Vestida com seu chapéu de chef de cozinha branco com detalhes azuis e um avental branco com os mesmos detalhes azuis, Teka Borba parecia impaciente. Em frente ao fogão prata da Escola de gastronomia Atelier Gourmand, Teka mexia delicadamente sua colher de plástico de cor amarela na panela onde se encontrava o recheio do bem casado, que mais tarde serviria de demonstração para sua aula sobre doces.

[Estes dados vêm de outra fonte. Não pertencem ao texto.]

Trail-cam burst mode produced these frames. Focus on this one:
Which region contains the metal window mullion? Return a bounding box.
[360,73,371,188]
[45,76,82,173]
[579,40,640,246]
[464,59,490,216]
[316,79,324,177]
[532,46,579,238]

Sua impaciência logo deu lugar a um longo sorriso. Ela me olhava por debaixo de seus óculos de armação preta, com um olhar de indagação, já que eu estava lá para entrevista-la e perguntar sobre sua vida.
A cozinha da escola de gastronomia era bem grande. No canto encontram-se armários com vários utensílios que são utilizados nas aulas de culinária, havia também três pias grandes. No canto central do cômodo uma enorme escultura retangular de pedra levava o nome e o desenho da escola. E no meio havia uma grande bancada branca e preta com cadeiras e com o fogão onde se encontrava a chef. Sentei ao seu lado, e observava seu movimento com a colher. “Menina, pode começar quando quiser” ela falava. “Não quero te atrapalhar, Teka” retruquei. Ela olhou-me e falou com seu jeito simpático: “Não atrapalha, vai fazendo as perguntas e eu vou respondendo”.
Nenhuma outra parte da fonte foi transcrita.